/py-coding-exercise

Python coding exercise

Primary LanguagePython

Eric K - Notes on Skip Patterns Exercise

Existing Survey Data Set and Question Object Documentation

The SurveyDataSet object takes a CSV in its constructor. init() parses every line and builds an OrderedDict containing the questions as keys to a list of data points (values / answers).

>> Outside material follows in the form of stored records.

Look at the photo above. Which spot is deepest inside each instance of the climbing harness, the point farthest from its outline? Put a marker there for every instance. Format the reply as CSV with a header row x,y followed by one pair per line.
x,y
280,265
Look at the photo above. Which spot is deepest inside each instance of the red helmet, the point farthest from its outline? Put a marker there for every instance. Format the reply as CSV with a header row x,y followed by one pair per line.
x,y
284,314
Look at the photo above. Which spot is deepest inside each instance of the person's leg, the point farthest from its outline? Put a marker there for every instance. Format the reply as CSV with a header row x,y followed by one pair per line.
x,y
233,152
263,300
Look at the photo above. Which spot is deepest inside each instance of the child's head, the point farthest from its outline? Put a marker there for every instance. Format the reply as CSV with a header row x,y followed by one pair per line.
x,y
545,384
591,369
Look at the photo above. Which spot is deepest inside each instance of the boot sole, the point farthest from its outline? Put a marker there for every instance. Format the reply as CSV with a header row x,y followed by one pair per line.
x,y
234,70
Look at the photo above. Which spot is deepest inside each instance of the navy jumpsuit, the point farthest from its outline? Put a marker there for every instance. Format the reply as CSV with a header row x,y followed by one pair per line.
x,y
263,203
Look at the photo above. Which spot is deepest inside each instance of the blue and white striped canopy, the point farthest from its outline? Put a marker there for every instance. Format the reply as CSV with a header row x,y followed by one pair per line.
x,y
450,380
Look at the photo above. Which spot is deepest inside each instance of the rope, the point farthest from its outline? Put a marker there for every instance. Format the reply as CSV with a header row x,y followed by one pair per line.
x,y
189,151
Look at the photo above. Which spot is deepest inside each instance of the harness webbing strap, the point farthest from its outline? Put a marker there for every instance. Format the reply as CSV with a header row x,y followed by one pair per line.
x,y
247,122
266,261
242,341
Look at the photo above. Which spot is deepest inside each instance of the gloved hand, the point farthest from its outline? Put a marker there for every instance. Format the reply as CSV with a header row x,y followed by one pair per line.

Once the data has been parsed into the ordered dictionary, the dictionary is iterated on, creating a list of new Question objects. A Question object stores the question name, the results for that question, and a reference to the "parent" SurveyDataSet object.

Pseudocode

foreach survey_result (line in the csv) | O(n)
  foreach question_result (column in the csv) | *O(m)
    build the ordered dictionary (data) | * ((O(1) lookup + O(1) append))
foreach question in ordered dictionary (column in the csv) | O(m)
  create a new question and append it to the member data list | O(1) append

This solution has a time complexity of O(n * m) assuming ordered dictionary and list getters and appends are O(1). (Reference)

  • n = # of rows (results) in the csv
  • m = # of columns (questions) in the csv

Solution Documentation

In order to implement Question.get_conditionals(), we want to pre-compute and store the list of Questions which could be determiners for each Question in the survey.

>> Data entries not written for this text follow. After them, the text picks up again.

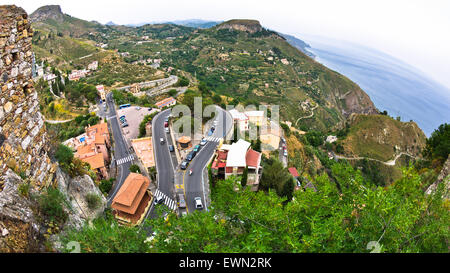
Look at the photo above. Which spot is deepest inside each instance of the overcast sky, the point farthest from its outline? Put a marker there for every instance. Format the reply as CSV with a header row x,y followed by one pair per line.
x,y
415,31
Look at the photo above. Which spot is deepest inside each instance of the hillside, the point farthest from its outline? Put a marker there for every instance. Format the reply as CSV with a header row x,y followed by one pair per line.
x,y
381,137
236,58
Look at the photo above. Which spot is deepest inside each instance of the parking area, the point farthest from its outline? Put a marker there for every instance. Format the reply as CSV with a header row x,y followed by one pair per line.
x,y
133,117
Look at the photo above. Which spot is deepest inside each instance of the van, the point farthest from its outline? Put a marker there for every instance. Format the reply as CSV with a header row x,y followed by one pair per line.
x,y
182,202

Once this data is stored as class member data (self.conditionals), get_conditionals() can be implemented as a simple getter for that data.

Solution Pseudocode

foreach survey_result (line in the csv) | O(n)
  foreach question_result (column in the csv) | *O(m)
    build the ordered dictionary (data) | *((O(1) lookup + O(1) append))
foreach question in ordered dictionary (column in the csv) | O(m)
  get_conditionals(ordered dictionary from first to current element) | *O(m * n)
  create a new question and append it to the member data list | O(1) append

get_conditionals(list of questions): O(m * n)
  if list of results contains no None(s), return | O(n)
  foreach q in dictionary of questions | O(m)
    return if results in q are all the same | O(n)
    conditional_list.append(complement(q, current_q)) | O(n)
  return conditional_list

complement(list_a, list_b) O(n)
  a_null_matches = result matches from `a` which correspond with None items in `b` | O(n)
  comp_a_null_matches = the complement of a_null_matches | O(n)
  if an item from comp_a_null_matches corresponds to every non-None result 
    and does not appear in the a_null_matches list, we have a conditional

This solution has a time complexity of O(m^2 * n) assuming ordered dictionary and list getters and appends are O(1). (Reference)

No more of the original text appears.